Q Learning EV3 Robot Learning How to Walk
This was a Course Project for the CMPUT609 - Reinforcement Learning
This project utilizes the lejos
plugin in eclipse
IDE
Our task is to train a two degrees of freedom armed robot with a passive wheel base, to learn to moveforward or backward. The arm consists of two joints (Hip and Knee) each powered by an interactive servo motor. The robot is built using a Lego Mindstorms EV3 system.
The hardware component of the problem was made of a Lego Mindstorms EV3 kit, with a passive wheelbase, and a 2DOF arm powered by two interactive servo motors. The reward signal utilized an onboard infrared sensor used to measure the distance between the robot and a nearby wall, and using the difference in distance among time steps we calculated the velocity of the robot as a reward signal.
We used three different types of end effectors on the arm:
- a plastic end effector
- a large rubber wheel
- a small rubber wheel
For the software part, we used lejos
for EV3, where we wrote three java
classes, one for the Robot, one for the Policy and one for the Arm.
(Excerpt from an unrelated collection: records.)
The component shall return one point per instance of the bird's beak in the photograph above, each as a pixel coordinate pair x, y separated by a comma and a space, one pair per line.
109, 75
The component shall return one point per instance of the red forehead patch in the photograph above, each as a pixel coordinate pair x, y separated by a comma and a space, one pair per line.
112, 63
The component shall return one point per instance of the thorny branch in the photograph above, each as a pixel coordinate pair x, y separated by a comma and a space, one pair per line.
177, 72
Our action space was the same among all states
We tried different state space sizes, based on the unit angle used to rotate each joint and the valid range of angles for each joint. We used Q Learning
We added punishment terms to the reward signal as follows: Attempt to move beyond valid range -10 Not moving -0.1 No Action -1
Our state space is a two dimensional space made of different angles for each of the joints. We have experimented over different granularities and ranges of angles, and found that a simple 11 by 11 angles is more than enough with a range from /2to 3/4. Both dimensions of states are then flattened into a state vector.
Our action space is a two dimensional space as well. Both hip and knee actions includes up hold and down. Both dimensions of actions are then flattened into an action vector as well.
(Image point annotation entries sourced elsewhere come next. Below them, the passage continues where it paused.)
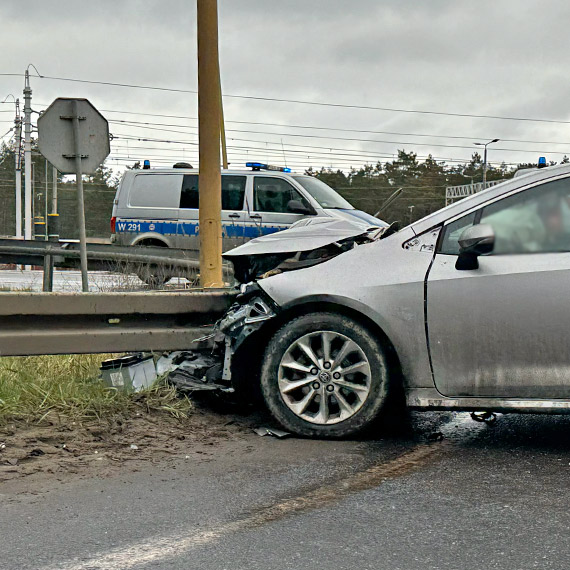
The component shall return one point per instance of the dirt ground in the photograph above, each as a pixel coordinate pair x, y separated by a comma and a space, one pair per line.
58, 451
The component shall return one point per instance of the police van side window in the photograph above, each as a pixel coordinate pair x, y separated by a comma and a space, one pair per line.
274, 194
189, 196
155, 191
233, 192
A Q matrix is created with rows representing the states and columns representing the actions. Using Q Learning we managed to converge to good result.
When the robot is taking an action, it shakes which adds noise to the reward signal. One approach we are going to use to solve the problem is to take the mean distance change during one time step. The stationary environment is not guaranteed. The end effector traction is not constant over different parts of the carpet or hardwood floor
Our program consists of three parts: control part, sample part and learning part.
Control part is used to contact and control the robot. Robot.java
Sample part is used to sample state and actions which is generated in the learning part and obtained by the control part. Arm.java
Learning part is used to let our robot learn the optimal policy to reach the goal. Policy.java
A video record is used to show the result. So far the robot seems to prefer the use of inertia rather than the use of traction of the end effector on the ground in case we use large step angles and a wheel (large or small) We also noticed that a large state space is not fully learned before the robot runs out of battery. Finally, the robot manages to solve the reverse problem (Move backward) faster than the original problem (Move forward).
We found over multiple trials that the Hip state is restricted to two states only where the rest is zeros while the knee states are mainly populated with values. Most of the time the robot exploited in these states and explored other states barely. One possible reason is that the robot can only move by taking actions in those states.